Human Heat Shock Protein 60-Induced Activation of CD4+CD28null T Cells and Acute Coronary Syndromes
B Zal, JC Kaski, Q Xu, D Cole, JP Akiyiu, G Arno, St George’s Hospital Medical School, University of London, UK; M Whelan, N Russell, Oxyvax Ltd, St George’s Hospital Medical School, University of London, UK; IA Dodi, JA Madrigal, Anthony Nolan Bone Marrow Research Centre, Royal Free and University College London, University of London, UK; C Baboonian, St George’s Hospital Medical School, University of London, UK
Acute coronary syndromes (ACS), namely unstable angina (UA) and myocardial infarction are manifestations of atherosclerotic vascular disease usually triggered by sudden rupture of a vulnerable plaque.
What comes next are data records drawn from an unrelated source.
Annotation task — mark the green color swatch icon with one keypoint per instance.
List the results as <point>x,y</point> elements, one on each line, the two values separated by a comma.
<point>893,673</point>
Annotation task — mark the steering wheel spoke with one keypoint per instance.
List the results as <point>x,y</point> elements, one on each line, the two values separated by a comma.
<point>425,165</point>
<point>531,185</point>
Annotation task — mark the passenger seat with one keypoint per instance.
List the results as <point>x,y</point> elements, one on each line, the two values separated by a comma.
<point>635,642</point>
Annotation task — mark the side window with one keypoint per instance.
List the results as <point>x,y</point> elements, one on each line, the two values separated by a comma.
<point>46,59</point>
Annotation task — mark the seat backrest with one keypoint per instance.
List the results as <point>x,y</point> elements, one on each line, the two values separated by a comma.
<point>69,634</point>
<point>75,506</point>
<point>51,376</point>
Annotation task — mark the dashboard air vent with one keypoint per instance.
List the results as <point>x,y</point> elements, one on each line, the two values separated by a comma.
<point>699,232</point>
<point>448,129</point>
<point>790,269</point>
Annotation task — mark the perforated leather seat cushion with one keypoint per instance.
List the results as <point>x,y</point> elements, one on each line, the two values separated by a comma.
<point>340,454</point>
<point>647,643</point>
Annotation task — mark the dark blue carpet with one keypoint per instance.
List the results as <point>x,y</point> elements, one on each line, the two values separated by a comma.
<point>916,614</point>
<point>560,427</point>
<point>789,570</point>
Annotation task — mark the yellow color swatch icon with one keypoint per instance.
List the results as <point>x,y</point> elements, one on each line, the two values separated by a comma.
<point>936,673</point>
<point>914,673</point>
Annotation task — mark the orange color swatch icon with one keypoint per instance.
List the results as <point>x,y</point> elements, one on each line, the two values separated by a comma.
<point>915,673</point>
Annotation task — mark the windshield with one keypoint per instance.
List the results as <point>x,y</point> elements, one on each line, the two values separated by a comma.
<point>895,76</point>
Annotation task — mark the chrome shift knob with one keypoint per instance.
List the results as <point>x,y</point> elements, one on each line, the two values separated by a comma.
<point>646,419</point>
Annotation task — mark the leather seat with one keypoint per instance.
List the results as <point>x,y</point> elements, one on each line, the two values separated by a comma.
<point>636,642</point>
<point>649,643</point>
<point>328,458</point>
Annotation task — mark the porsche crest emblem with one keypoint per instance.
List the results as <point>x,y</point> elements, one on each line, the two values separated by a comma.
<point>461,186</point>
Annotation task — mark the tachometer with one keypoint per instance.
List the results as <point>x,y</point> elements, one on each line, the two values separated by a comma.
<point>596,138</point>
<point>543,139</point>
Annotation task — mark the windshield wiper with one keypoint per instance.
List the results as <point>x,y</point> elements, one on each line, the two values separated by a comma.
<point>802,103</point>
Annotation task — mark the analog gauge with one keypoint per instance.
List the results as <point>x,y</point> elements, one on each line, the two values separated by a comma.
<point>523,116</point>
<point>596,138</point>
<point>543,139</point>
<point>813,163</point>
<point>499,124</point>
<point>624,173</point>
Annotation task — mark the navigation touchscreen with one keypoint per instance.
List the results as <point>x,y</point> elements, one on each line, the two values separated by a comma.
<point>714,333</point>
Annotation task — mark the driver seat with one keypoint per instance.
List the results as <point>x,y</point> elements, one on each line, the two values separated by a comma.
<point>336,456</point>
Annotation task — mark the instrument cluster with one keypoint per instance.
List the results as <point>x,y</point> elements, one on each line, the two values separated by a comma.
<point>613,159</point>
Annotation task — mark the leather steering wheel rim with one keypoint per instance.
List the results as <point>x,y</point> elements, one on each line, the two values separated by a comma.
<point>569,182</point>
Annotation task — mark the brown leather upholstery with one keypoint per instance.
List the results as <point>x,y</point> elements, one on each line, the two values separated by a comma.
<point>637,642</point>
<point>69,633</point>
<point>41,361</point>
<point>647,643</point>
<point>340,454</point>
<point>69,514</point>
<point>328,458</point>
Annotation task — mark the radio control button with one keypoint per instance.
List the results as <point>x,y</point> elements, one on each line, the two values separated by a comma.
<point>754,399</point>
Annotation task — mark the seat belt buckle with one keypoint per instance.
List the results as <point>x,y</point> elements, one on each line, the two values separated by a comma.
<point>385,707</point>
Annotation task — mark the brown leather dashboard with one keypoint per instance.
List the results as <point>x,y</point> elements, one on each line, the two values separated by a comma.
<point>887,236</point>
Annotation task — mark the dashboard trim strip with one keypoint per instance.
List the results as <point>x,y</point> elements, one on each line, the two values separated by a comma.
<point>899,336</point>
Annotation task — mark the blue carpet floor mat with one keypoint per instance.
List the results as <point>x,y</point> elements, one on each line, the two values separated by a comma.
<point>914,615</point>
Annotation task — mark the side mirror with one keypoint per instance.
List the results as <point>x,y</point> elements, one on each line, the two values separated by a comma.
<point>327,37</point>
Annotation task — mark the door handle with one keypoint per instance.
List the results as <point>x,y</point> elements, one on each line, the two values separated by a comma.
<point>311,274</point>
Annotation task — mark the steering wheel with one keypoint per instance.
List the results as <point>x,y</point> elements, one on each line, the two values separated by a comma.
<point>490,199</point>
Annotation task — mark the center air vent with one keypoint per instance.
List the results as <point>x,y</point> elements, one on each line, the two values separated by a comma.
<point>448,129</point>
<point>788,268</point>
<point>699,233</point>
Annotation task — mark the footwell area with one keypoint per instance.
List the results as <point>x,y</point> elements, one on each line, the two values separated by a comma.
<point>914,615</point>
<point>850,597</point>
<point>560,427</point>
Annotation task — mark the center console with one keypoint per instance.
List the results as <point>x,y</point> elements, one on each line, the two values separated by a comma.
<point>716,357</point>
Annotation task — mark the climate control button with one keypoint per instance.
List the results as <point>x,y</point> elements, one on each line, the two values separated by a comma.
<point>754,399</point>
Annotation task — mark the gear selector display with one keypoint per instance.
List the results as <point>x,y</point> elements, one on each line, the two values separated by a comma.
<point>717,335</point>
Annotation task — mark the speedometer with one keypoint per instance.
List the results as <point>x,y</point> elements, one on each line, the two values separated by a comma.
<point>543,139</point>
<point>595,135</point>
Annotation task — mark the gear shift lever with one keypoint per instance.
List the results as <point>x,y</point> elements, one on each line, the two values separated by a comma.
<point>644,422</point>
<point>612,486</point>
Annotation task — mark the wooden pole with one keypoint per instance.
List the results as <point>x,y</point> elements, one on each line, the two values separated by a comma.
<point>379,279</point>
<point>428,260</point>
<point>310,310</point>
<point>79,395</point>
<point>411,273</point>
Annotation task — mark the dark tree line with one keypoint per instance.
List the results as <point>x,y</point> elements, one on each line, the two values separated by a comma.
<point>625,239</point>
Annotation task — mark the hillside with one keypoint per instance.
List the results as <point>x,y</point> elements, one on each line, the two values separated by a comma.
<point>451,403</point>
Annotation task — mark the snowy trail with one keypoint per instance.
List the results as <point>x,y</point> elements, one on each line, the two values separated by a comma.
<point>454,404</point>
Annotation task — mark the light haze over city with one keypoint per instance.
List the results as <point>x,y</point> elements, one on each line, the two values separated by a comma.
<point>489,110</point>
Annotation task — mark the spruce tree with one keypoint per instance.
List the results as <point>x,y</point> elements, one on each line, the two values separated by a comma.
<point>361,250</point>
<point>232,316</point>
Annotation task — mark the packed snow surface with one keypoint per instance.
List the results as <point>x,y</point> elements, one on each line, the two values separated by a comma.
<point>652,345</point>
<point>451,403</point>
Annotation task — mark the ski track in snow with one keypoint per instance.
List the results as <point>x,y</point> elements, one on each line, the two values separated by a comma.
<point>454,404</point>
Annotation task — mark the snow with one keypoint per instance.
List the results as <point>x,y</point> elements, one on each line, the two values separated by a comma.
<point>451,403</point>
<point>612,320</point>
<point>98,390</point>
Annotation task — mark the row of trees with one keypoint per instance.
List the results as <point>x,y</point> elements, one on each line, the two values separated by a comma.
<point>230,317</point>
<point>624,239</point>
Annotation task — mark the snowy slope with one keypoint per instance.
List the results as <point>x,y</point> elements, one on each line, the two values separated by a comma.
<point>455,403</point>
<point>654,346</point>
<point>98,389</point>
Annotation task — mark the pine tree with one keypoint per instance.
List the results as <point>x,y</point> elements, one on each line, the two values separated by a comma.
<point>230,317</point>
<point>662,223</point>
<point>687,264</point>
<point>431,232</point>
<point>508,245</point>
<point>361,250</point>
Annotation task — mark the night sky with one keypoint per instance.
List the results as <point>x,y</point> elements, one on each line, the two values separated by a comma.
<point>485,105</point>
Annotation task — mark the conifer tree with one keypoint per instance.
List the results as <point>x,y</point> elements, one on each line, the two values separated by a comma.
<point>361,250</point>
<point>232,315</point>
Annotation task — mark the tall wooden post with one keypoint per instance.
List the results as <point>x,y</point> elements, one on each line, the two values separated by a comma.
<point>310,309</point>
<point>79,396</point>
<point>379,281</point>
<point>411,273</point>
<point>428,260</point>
Multiple factors determine plaque vulnerability, of which immune-inflammatory pathways are proven to be critical. Activated T cells and macrophages are major components of these pathways and are abundantly present in advanced vulnerable lesions and ruptured plaques. It is established that patients with UA, but not chronic stable angina (SA), experience a peripheral burst of an unusual sub-set of CD4+ T cells lacking the expression of CD28 marker. These CD4+CD28null cells, which expand to approximately 50% of the total CD4+ T cell compartment, are different to normal CD4+ T cells phenotypically and functionally. CD4+CD28null cells express high levels of perforin, and INF-gamma, exhibiting active cytotoxicity and cytokine-induced matrix metalloproteinases induction, leading to plaque matrix cap degradation and rupture. These features and the finding that CD4+ CD28null T cells could only be isolated from ruptured unstable plaques, suggest that they are the dominant T cells directly involved in events leading to plaque destabilisation and ACS. Triggers of activation and expansion of CD4+ CD28null cells have remained unclear despite extensive investigations, although current opinion increasingly points to stimulation by a specific antigen. We reveal the nature of the triggering antigen and demonstrate that these T cells from patients with UA (n=20), but not those with SA (n=12), specifically react with human heat shock protein 60 (hHSP60). Following stimulation with this protein, CD4+ CD28null cells exhibit a rapid and significant increase in the transcription levels of perforin and INF-gamma, compared with other antigens or unstimulated cells We also confirm that hHSP60 is MHC Class II restricted as demonstrated in antibody blocking experiments. We propose that the emergence and expansion of CD4+ CD28null cells in response to chronic in vivo stimulation by hHSP60 may mark the clinical turning point for stable atherosclerotic plaques and highlights the beginning of a process leading to plaque destabilisation, rupture, thrombosis and ACS.